El anciano resopló satisfecho, pero entonces, una sombra brotó de aquel cuerpo inerte y emergió de la oscuridad emitiendo un insoportable chillido. El anciano interpuso la mano a tiempo y la criatura quedó inmóvil frente a él. Después, el demonio se abalanzó furiosamente sobre el anciano y sus garras despedazaron la capucha de su sotana descubriendo finalmente su rostro. Támsor y Mílror lo observaron aterrados. Una terrible quemadura había desfigurado su cara. Su piel, de un ocre extraño, se arrugaba como un acordeón a la altura del cuello para proseguir probablemente bajo su túnica a lo largo de todo su cuerpo. Sin cejas, sin labios, sin orejas, sin cabello… Nada había quedado del hombre que seguramente una vez fue. Tan solo el brillo de sus ojos indicaba que aquel viejo continuaba vivo.
—¡Írthimooorr! —exclamó el demonio, arrebatado por la ira. Alrededor, luces relampagueantes sucedieron con la cólera que arrastraron sus palabras—. Necio nigromante…, la puerta del Inframundo volverá a abrirse y el señor de las Tinieblas volverá a gobernar sobre Gaia.
—¡Nadie puede hacerle regresar!
—Nada puedes hacer por impedirlo… —rió estridentemente el demonio con ahogados gemidos. Tiempo después, desapareció frente a ellos envuelto en una furia aterradora.
—¡Qué fue eso? —preguntó Támsor.
Tras un silencio imperturbable, un fuerte temblor sacudió la galería.
—Más tarde, amigo enano —respondió Írthimor colocándose de nuevo la capucha. Luego señaló al hombre que yacía en la oquedad del muro—. Debemos sacarlo de aquí. ¡Aprisa!

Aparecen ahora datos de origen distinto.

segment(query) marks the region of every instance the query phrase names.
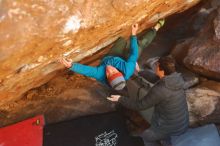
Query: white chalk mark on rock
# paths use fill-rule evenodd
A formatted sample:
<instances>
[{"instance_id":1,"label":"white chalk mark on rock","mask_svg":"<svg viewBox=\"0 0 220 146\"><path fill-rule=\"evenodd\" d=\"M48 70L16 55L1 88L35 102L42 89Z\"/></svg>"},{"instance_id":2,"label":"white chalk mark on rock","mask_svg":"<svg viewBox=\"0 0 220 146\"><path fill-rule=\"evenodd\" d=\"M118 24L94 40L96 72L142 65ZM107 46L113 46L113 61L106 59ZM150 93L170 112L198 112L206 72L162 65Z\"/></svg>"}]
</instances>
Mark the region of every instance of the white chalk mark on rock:
<instances>
[{"instance_id":1,"label":"white chalk mark on rock","mask_svg":"<svg viewBox=\"0 0 220 146\"><path fill-rule=\"evenodd\" d=\"M12 2L12 6L17 6L17 2Z\"/></svg>"},{"instance_id":2,"label":"white chalk mark on rock","mask_svg":"<svg viewBox=\"0 0 220 146\"><path fill-rule=\"evenodd\" d=\"M59 41L62 42L62 41L66 41L66 40L68 40L68 39L69 39L68 37L64 37L64 38L62 38L62 39L59 39Z\"/></svg>"},{"instance_id":3,"label":"white chalk mark on rock","mask_svg":"<svg viewBox=\"0 0 220 146\"><path fill-rule=\"evenodd\" d=\"M42 63L42 62L44 62L44 61L46 61L46 60L47 60L46 57L40 56L40 57L38 57L37 62Z\"/></svg>"},{"instance_id":4,"label":"white chalk mark on rock","mask_svg":"<svg viewBox=\"0 0 220 146\"><path fill-rule=\"evenodd\" d=\"M19 68L19 69L17 70L17 73L25 72L25 71L30 70L30 69L33 69L33 68L35 68L35 67L37 67L37 66L39 66L39 65L40 65L40 63L25 64L24 66L22 66L21 68Z\"/></svg>"},{"instance_id":5,"label":"white chalk mark on rock","mask_svg":"<svg viewBox=\"0 0 220 146\"><path fill-rule=\"evenodd\" d=\"M69 8L68 8L68 6L66 6L66 5L61 5L61 6L58 8L58 10L64 14L64 13L66 13L66 12L69 10Z\"/></svg>"},{"instance_id":6,"label":"white chalk mark on rock","mask_svg":"<svg viewBox=\"0 0 220 146\"><path fill-rule=\"evenodd\" d=\"M188 3L191 3L191 2L193 2L194 0L186 0Z\"/></svg>"},{"instance_id":7,"label":"white chalk mark on rock","mask_svg":"<svg viewBox=\"0 0 220 146\"><path fill-rule=\"evenodd\" d=\"M78 16L71 16L64 28L63 28L63 33L69 33L69 32L73 32L73 33L76 33L78 32L79 28L81 27L81 19L78 17Z\"/></svg>"},{"instance_id":8,"label":"white chalk mark on rock","mask_svg":"<svg viewBox=\"0 0 220 146\"><path fill-rule=\"evenodd\" d=\"M45 8L43 6L38 5L38 4L33 4L31 6L31 8L32 9L38 9L38 10L43 11L43 12L45 11Z\"/></svg>"},{"instance_id":9,"label":"white chalk mark on rock","mask_svg":"<svg viewBox=\"0 0 220 146\"><path fill-rule=\"evenodd\" d=\"M20 8L10 9L10 10L8 11L8 16L9 16L9 18L12 18L13 15L26 15L26 16L30 16L29 13L27 13L27 12L24 11L24 10L21 10Z\"/></svg>"},{"instance_id":10,"label":"white chalk mark on rock","mask_svg":"<svg viewBox=\"0 0 220 146\"><path fill-rule=\"evenodd\" d=\"M66 57L72 53L79 53L79 52L80 52L80 49L72 49L71 51L64 53L63 56Z\"/></svg>"},{"instance_id":11,"label":"white chalk mark on rock","mask_svg":"<svg viewBox=\"0 0 220 146\"><path fill-rule=\"evenodd\" d=\"M0 22L2 22L5 19L5 15L0 17Z\"/></svg>"},{"instance_id":12,"label":"white chalk mark on rock","mask_svg":"<svg viewBox=\"0 0 220 146\"><path fill-rule=\"evenodd\" d=\"M155 14L153 17L151 17L148 22L156 22L160 19L160 13Z\"/></svg>"},{"instance_id":13,"label":"white chalk mark on rock","mask_svg":"<svg viewBox=\"0 0 220 146\"><path fill-rule=\"evenodd\" d=\"M72 43L73 43L72 40L68 40L68 41L66 41L65 43L63 43L63 46L64 46L64 47L67 47L67 46L71 45Z\"/></svg>"}]
</instances>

Al poco tiempo, los puntales de la galería comenzaron a doblarse y a partirse. Las paredes rugieron y se estrecharon sobre ellos derramando enormes pedruscos de tierra y roca sobre ellos.

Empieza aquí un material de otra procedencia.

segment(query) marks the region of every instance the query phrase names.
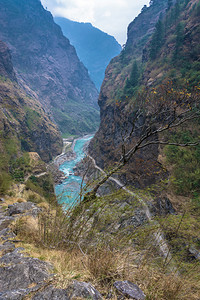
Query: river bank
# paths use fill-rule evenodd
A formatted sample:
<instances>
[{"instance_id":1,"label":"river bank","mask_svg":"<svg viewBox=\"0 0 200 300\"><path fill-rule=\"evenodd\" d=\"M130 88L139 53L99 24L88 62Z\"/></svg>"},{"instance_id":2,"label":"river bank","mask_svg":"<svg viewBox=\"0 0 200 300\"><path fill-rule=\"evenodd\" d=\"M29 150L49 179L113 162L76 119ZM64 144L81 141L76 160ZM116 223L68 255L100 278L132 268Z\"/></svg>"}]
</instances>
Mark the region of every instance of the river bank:
<instances>
[{"instance_id":1,"label":"river bank","mask_svg":"<svg viewBox=\"0 0 200 300\"><path fill-rule=\"evenodd\" d=\"M92 137L93 135L85 135L74 139L67 153L62 153L54 159L54 166L62 172L61 180L55 186L59 203L73 203L78 197L83 182L81 176L74 174L74 167L84 158Z\"/></svg>"}]
</instances>

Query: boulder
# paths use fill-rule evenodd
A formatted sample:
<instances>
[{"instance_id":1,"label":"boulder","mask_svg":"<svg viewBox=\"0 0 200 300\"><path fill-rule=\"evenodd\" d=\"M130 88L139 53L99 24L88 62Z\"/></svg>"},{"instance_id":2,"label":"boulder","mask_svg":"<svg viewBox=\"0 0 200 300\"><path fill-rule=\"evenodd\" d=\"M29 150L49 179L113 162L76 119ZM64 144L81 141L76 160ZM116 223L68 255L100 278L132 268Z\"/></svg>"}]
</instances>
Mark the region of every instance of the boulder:
<instances>
[{"instance_id":1,"label":"boulder","mask_svg":"<svg viewBox=\"0 0 200 300\"><path fill-rule=\"evenodd\" d=\"M145 294L139 288L139 286L128 280L115 281L114 287L116 288L119 295L124 296L126 298L135 300L145 299Z\"/></svg>"},{"instance_id":2,"label":"boulder","mask_svg":"<svg viewBox=\"0 0 200 300\"><path fill-rule=\"evenodd\" d=\"M57 289L50 285L41 292L36 293L32 300L69 300L66 289Z\"/></svg>"},{"instance_id":3,"label":"boulder","mask_svg":"<svg viewBox=\"0 0 200 300\"><path fill-rule=\"evenodd\" d=\"M24 295L30 285L43 284L51 277L52 266L37 258L25 257L17 248L0 258L0 291L10 293L24 290ZM5 298L6 299L6 298ZM8 298L10 299L10 298ZM15 298L13 298L15 299Z\"/></svg>"},{"instance_id":4,"label":"boulder","mask_svg":"<svg viewBox=\"0 0 200 300\"><path fill-rule=\"evenodd\" d=\"M0 245L0 251L12 251L14 249L15 245L10 241L6 241Z\"/></svg>"},{"instance_id":5,"label":"boulder","mask_svg":"<svg viewBox=\"0 0 200 300\"><path fill-rule=\"evenodd\" d=\"M192 257L194 257L195 259L200 261L200 251L199 250L197 250L193 246L190 246L188 251Z\"/></svg>"},{"instance_id":6,"label":"boulder","mask_svg":"<svg viewBox=\"0 0 200 300\"><path fill-rule=\"evenodd\" d=\"M69 299L76 299L77 297L93 300L102 299L101 294L90 283L76 280L67 288L67 293Z\"/></svg>"},{"instance_id":7,"label":"boulder","mask_svg":"<svg viewBox=\"0 0 200 300\"><path fill-rule=\"evenodd\" d=\"M41 208L37 207L32 202L14 203L8 206L8 213L10 216L17 214L26 214L36 217L41 212Z\"/></svg>"}]
</instances>

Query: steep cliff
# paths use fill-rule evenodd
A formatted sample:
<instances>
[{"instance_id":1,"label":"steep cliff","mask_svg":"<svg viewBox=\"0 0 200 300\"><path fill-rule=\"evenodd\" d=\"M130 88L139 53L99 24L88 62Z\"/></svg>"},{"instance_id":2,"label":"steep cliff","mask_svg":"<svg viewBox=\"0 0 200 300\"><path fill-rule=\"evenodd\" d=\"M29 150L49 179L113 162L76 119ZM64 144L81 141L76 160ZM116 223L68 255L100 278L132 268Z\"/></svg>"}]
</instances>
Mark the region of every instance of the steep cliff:
<instances>
[{"instance_id":1,"label":"steep cliff","mask_svg":"<svg viewBox=\"0 0 200 300\"><path fill-rule=\"evenodd\" d=\"M41 102L63 133L96 129L97 90L74 47L39 0L2 0L0 39L11 50L19 83Z\"/></svg>"},{"instance_id":2,"label":"steep cliff","mask_svg":"<svg viewBox=\"0 0 200 300\"><path fill-rule=\"evenodd\" d=\"M103 168L113 165L122 154L123 116L131 120L130 103L138 91L164 80L179 88L188 81L191 89L199 82L199 1L170 3L171 7L167 0L154 0L142 9L129 25L124 50L107 67L99 96L101 124L89 150ZM144 123L143 118L136 128ZM127 127L127 132L130 130ZM155 145L138 152L120 174L124 183L143 187L156 182L164 175L158 154Z\"/></svg>"},{"instance_id":3,"label":"steep cliff","mask_svg":"<svg viewBox=\"0 0 200 300\"><path fill-rule=\"evenodd\" d=\"M62 139L55 124L36 99L19 87L11 55L0 41L0 168L9 169L11 158L23 151L38 152L49 161L62 150Z\"/></svg>"},{"instance_id":4,"label":"steep cliff","mask_svg":"<svg viewBox=\"0 0 200 300\"><path fill-rule=\"evenodd\" d=\"M110 60L120 53L121 46L113 36L90 23L74 22L61 17L55 17L54 20L75 47L78 57L88 68L91 79L100 90L105 69Z\"/></svg>"},{"instance_id":5,"label":"steep cliff","mask_svg":"<svg viewBox=\"0 0 200 300\"><path fill-rule=\"evenodd\" d=\"M131 73L134 60L141 60L143 48L150 40L159 16L164 13L167 1L159 1L142 10L140 15L128 27L128 40L121 54L108 65L99 96L101 123L95 138L90 143L89 152L97 164L107 168L121 156L122 112L126 111L123 101L123 89ZM126 96L124 97L126 99ZM118 101L121 101L118 107ZM131 114L132 112L130 112ZM143 122L139 120L138 122ZM142 124L142 123L141 123ZM136 124L140 126L141 124ZM129 125L130 126L130 125ZM128 129L129 131L131 128ZM160 165L157 162L158 148L142 150L120 175L127 184L141 187L155 181L159 175ZM145 162L145 164L144 164ZM152 166L154 171L152 172ZM148 175L147 175L148 174Z\"/></svg>"}]
</instances>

—¡Esto no va bien! —exclamó el enano—. ¡Bretoniano, ayúdame! —le pidió, pero Mílror no se movió.
—¡Que os den! —exclamó el Rompehuesos con desdén, huyendo por la galería. Támsor lo miró con rabia apresurándose a colocarse sobre su espalda aquel misterioso hombre.

  

III


Cuando Mílror llegó hasta el cuerpo de Pergarión, éste yacía semioculto bajo los escombros. Sin perder un instante, amarró su coraza y tiró de él intentando sacarlo en vano. Luego observó al fondo de la galería. Las tablillas comenzaron a crepitar como el fuego y acto seguido sucedió un derrumbe. Tras un breve instante, el enano y el anciano emergieron desde el interior.

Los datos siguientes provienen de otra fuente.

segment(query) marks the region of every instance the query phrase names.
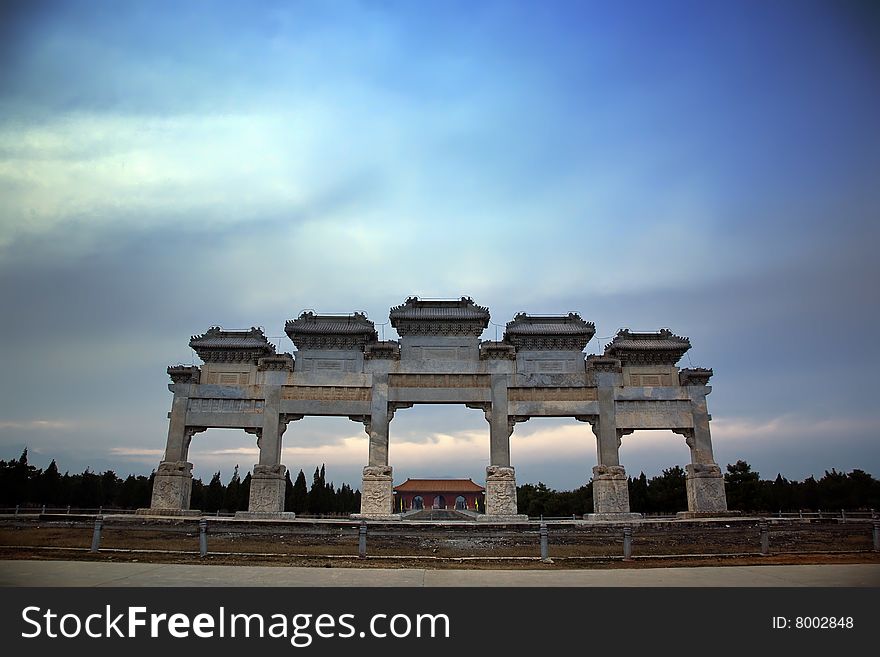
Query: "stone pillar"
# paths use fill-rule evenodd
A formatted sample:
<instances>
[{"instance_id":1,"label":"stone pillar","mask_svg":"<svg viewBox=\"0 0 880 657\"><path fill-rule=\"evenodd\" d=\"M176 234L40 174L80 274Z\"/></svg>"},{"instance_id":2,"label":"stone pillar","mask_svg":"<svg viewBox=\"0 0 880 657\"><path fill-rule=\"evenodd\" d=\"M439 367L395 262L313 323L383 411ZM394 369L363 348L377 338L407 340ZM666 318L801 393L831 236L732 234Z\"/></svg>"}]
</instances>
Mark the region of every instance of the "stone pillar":
<instances>
[{"instance_id":1,"label":"stone pillar","mask_svg":"<svg viewBox=\"0 0 880 657\"><path fill-rule=\"evenodd\" d=\"M361 512L354 518L396 519L393 515L393 476L388 465L388 425L393 411L388 405L388 374L373 374L370 420L367 433L370 436L367 465L361 479Z\"/></svg>"},{"instance_id":2,"label":"stone pillar","mask_svg":"<svg viewBox=\"0 0 880 657\"><path fill-rule=\"evenodd\" d=\"M239 518L293 518L293 513L284 512L287 468L281 465L281 436L289 420L281 419L281 387L266 385L263 390L263 426L246 430L257 435L259 463L254 465L251 474L248 510L235 515Z\"/></svg>"},{"instance_id":3,"label":"stone pillar","mask_svg":"<svg viewBox=\"0 0 880 657\"><path fill-rule=\"evenodd\" d=\"M169 373L172 372L169 368ZM179 368L183 370L184 368ZM186 368L196 371L196 368ZM175 371L174 377L178 376ZM190 375L187 375L190 376ZM205 431L205 427L187 427L186 411L189 406L189 379L175 382L168 386L174 393L171 412L168 414L168 439L165 443L165 454L156 474L153 477L153 492L149 509L138 509L144 515L198 515L198 511L190 511L192 494L192 463L189 456L189 445L193 434Z\"/></svg>"},{"instance_id":4,"label":"stone pillar","mask_svg":"<svg viewBox=\"0 0 880 657\"><path fill-rule=\"evenodd\" d=\"M626 470L620 465L621 436L629 433L618 430L614 406L614 389L620 374L616 372L596 372L597 399L599 415L585 418L596 435L597 465L593 468L593 513L584 516L587 520L628 520L640 518L641 514L630 513L629 488ZM578 418L582 419L582 418Z\"/></svg>"},{"instance_id":5,"label":"stone pillar","mask_svg":"<svg viewBox=\"0 0 880 657\"><path fill-rule=\"evenodd\" d=\"M676 433L684 435L691 450L691 462L685 466L687 515L724 514L727 512L724 476L712 453L712 434L709 430L711 416L706 404L706 395L712 388L707 385L689 385L687 390L691 398L694 428L676 430Z\"/></svg>"},{"instance_id":6,"label":"stone pillar","mask_svg":"<svg viewBox=\"0 0 880 657\"><path fill-rule=\"evenodd\" d=\"M517 419L508 416L507 375L492 374L491 402L485 408L489 422L489 467L486 468L486 512L484 522L528 520L517 513L516 471L510 465L510 436ZM524 418L527 419L527 418Z\"/></svg>"}]
</instances>

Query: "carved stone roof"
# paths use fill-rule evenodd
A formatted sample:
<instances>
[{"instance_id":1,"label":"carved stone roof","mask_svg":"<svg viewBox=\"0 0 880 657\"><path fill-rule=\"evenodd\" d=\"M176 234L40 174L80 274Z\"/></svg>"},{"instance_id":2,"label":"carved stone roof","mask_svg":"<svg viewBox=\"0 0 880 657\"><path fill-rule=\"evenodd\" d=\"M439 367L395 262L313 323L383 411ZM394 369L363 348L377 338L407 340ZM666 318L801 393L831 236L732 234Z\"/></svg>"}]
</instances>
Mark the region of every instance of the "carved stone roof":
<instances>
[{"instance_id":1,"label":"carved stone roof","mask_svg":"<svg viewBox=\"0 0 880 657\"><path fill-rule=\"evenodd\" d=\"M470 479L407 479L394 490L399 493L482 493L486 489Z\"/></svg>"},{"instance_id":2,"label":"carved stone roof","mask_svg":"<svg viewBox=\"0 0 880 657\"><path fill-rule=\"evenodd\" d=\"M624 365L675 365L690 348L690 340L669 329L660 329L657 333L622 329L605 346L605 355L618 358Z\"/></svg>"},{"instance_id":3,"label":"carved stone roof","mask_svg":"<svg viewBox=\"0 0 880 657\"><path fill-rule=\"evenodd\" d=\"M404 335L472 335L489 325L489 309L470 297L458 300L422 300L409 297L389 313L391 326Z\"/></svg>"},{"instance_id":4,"label":"carved stone roof","mask_svg":"<svg viewBox=\"0 0 880 657\"><path fill-rule=\"evenodd\" d=\"M275 346L263 335L263 330L251 327L247 331L224 331L212 326L202 335L190 338L189 346L206 363L256 363L264 356L275 355Z\"/></svg>"},{"instance_id":5,"label":"carved stone roof","mask_svg":"<svg viewBox=\"0 0 880 657\"><path fill-rule=\"evenodd\" d=\"M358 349L379 339L376 326L363 313L316 315L304 312L284 326L298 349Z\"/></svg>"},{"instance_id":6,"label":"carved stone roof","mask_svg":"<svg viewBox=\"0 0 880 657\"><path fill-rule=\"evenodd\" d=\"M583 351L596 333L593 322L577 313L528 315L518 313L504 329L504 342L517 349Z\"/></svg>"},{"instance_id":7,"label":"carved stone roof","mask_svg":"<svg viewBox=\"0 0 880 657\"><path fill-rule=\"evenodd\" d=\"M371 342L364 348L364 358L386 360L400 360L400 343L396 340L384 342Z\"/></svg>"}]
</instances>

—¡Dejad a los muertos en paz y salvad vuestra vida! —le gritó Támsor ascendiendo por la galería. Pero Mílror no se movió. El Rompehuesos no se iría de allí con las manos vacías.
El bretoniano los observó un breve instante antes de verlos desaparecer. En ese momento, la cueva comenzó a estremecerse y una tormenta de tierra y roca empezó a sepultar todo aquello que encontró a su paso. Mílror asió el cuerno de guerra y tiró de él con todas sus fuerzas arrancando consigo la mano de su portador. Luego empezó a correr desesperadamente hacia la salida. “¡Esto valdrá una fortuna! ¡Seré jodidamente rico! ¡Me compraré un palacio y lo vestiré de putas!” rió en su interior. Pero entonces, un segundo temblor sucedió súbitamente y un desprendimiento de rocas bloqueó la salida. Horrorizado, Mílror observó los últimos rayos de luz y se volvió desesperado hacia la oscuridad. Se acercaba hacia  él como una sombra invisible; no la veía, pero sabía que venía a su encuentro.